Juliane Winkelmann and colleagues report that two common variants in the 5′ UTR of PTPRD are independently associated with restless legs syndrome. PTPRD encodes a receptor-like protein tyrosine phosphatase previously implicated in axon guidance and motor neuron development.
Deborah Mackay and colleagues identify mutations in ZFP57, encoding a zinc-finger transcription factor, in families with transient neonatal diabetes and additional clinical features. Affected individuals have a variable pattern of DNA hypomethylation at multiple imprinted loci.
Theodore Kurtz and colleagues report that Cd36 expression in the kidney underlies a quantitative trait locus for essential hypertension in the rat. Cd36 affects levels of cyclic GMP, a downstream effector of nitric oxide signaling, consistent with published data that reduced nitric oxide activity in the kidney is associated with hypertension.
Mark Daly and colleagues present results of a combined analysis of data from three recent genome-wide association studies for Crohn's disease, followed by replication in a large independent sample collection. Their results confirm 11 previously reported risk loci and provide genome-wide significant evidence for 21 new loci associated with the disease.
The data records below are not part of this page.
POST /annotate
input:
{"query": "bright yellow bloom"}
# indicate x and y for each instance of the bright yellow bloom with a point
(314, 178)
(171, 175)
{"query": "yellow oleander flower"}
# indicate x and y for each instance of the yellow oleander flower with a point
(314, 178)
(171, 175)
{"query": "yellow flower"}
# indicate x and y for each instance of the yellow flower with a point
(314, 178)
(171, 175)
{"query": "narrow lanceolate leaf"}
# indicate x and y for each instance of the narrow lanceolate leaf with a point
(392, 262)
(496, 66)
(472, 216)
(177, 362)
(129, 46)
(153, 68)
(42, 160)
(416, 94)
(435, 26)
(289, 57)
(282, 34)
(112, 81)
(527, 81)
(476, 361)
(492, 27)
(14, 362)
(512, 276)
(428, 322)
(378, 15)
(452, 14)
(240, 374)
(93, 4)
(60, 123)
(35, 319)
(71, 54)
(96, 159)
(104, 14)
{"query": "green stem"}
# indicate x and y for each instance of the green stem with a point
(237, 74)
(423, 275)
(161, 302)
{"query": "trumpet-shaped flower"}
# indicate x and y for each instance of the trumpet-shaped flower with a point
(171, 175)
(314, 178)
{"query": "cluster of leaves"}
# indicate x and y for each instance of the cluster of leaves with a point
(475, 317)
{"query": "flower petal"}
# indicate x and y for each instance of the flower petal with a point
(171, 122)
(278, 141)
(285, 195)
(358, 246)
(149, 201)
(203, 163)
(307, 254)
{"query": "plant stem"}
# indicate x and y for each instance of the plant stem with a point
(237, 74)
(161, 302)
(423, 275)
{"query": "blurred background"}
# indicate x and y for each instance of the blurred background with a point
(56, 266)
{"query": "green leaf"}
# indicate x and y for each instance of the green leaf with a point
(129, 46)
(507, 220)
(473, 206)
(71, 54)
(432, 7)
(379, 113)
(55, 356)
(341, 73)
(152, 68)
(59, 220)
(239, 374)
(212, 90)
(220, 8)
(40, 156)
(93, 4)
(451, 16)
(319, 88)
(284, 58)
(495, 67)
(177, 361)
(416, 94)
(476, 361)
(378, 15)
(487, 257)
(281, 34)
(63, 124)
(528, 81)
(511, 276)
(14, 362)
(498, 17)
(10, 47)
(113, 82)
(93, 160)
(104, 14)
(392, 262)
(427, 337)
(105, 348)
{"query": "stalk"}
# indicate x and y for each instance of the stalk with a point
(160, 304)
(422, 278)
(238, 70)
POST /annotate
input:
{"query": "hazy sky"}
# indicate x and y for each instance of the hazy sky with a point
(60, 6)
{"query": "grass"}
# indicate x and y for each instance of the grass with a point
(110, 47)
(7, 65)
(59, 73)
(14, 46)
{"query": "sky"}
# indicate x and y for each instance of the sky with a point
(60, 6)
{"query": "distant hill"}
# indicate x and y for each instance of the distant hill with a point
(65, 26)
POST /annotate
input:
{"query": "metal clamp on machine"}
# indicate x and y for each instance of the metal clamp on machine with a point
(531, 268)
Greg Barsh and colleagues show that two loci for dark skin in mice result from mutations in Rps19 and Rps20, encoding the ribosomal proteins S19 and S20. They further show that the dark skin phenotype and other pleiotropic effects of these mutations, including reduced erythrocyte count and body size, are mediated through stabilization of p53.
Wolf Reik and Ian Dunham and colleagues cloned and sequenced the complete IGF2-H19 locus in tammar wallaby, a marsupial. Functional analyses revealed conservation of imprinting mechanisms, including germline DNA methylation, between marsupials and eutherians.
Bradley Cairns and colleagues report a high-resolution strand-specific transcriptome of the fission yeast Schizosaccharomyces pombe. They survey the transcriptome under multiple growth conditions using an RNA-DNA hybridization mapping (HybMap) technique, and find that most of the euchromatic genome is transcribed.
Isolates of Salmonella enterica serovar Typhi (Typhi), a human-restricted bacterial pathogen that causes typhoid, show limited genetic variation. Kathryn Holt and colleagues now compare whole-genome sequences of 19 Typhi isolates dispersed throughout the phylogenetic tree of this pathogen, revealing notably little evidence of purifying selection, antigenic variation or recombination between isolates.
Shiro Ikegawa and colleagues identify a variant in a newly identified gene, DVWA, that is associated with susceptibility to knee osteoarthritis. DVWA contains von Willebrand factor domains and is expressed specifically in cartilage.
Daniel Cohn and colleagues identify mutations in the gene encoding the calcium-permeable cation channel TRPV4 in families with autosomal dominant brachyolmia. Functional studies show that the mutations result in gain-of-function of channel activation.
Gray horses are born colored but gradually lose hair pigmentation and become white, a trait that is transmitted in an autosomal dominant manner. Leif Andersson and colleagues report that the the mutation causing the Gray phenotype is a 4.6-kb duplication in intron 6 of STX17, which promotes overexpression of both STX17 and the neighboring gene NR4A3 in melanomas from Gray horses.
Helen McNeill and colleagues show that loss of Fat4, a homolog of the Drosophila planar cell polarity protein Fat, disrupts oriented cell division, leading to a failure of tubule elongation and cystic kidney disease in mice. The findings suggest that loss of planar cell polarity may underlie some forms of cystic kidney disease in humans.
Mitinori Saitou and colleagues report that Prdm14, which encodes a transcription factor expressed exclusively in the germ cell lineage, is essential for re-acquisition of pluripotency and epigenetic reprogramming of primordial germ cells.
Takeshi Izawa and colleagues report the cloning of a gene underlying a rice quantitative trait locus influencing grain width. A deletion in qSW5 increases yield of rice grains, and the authors show that this mutation has likely been selected for during the domestication of rice.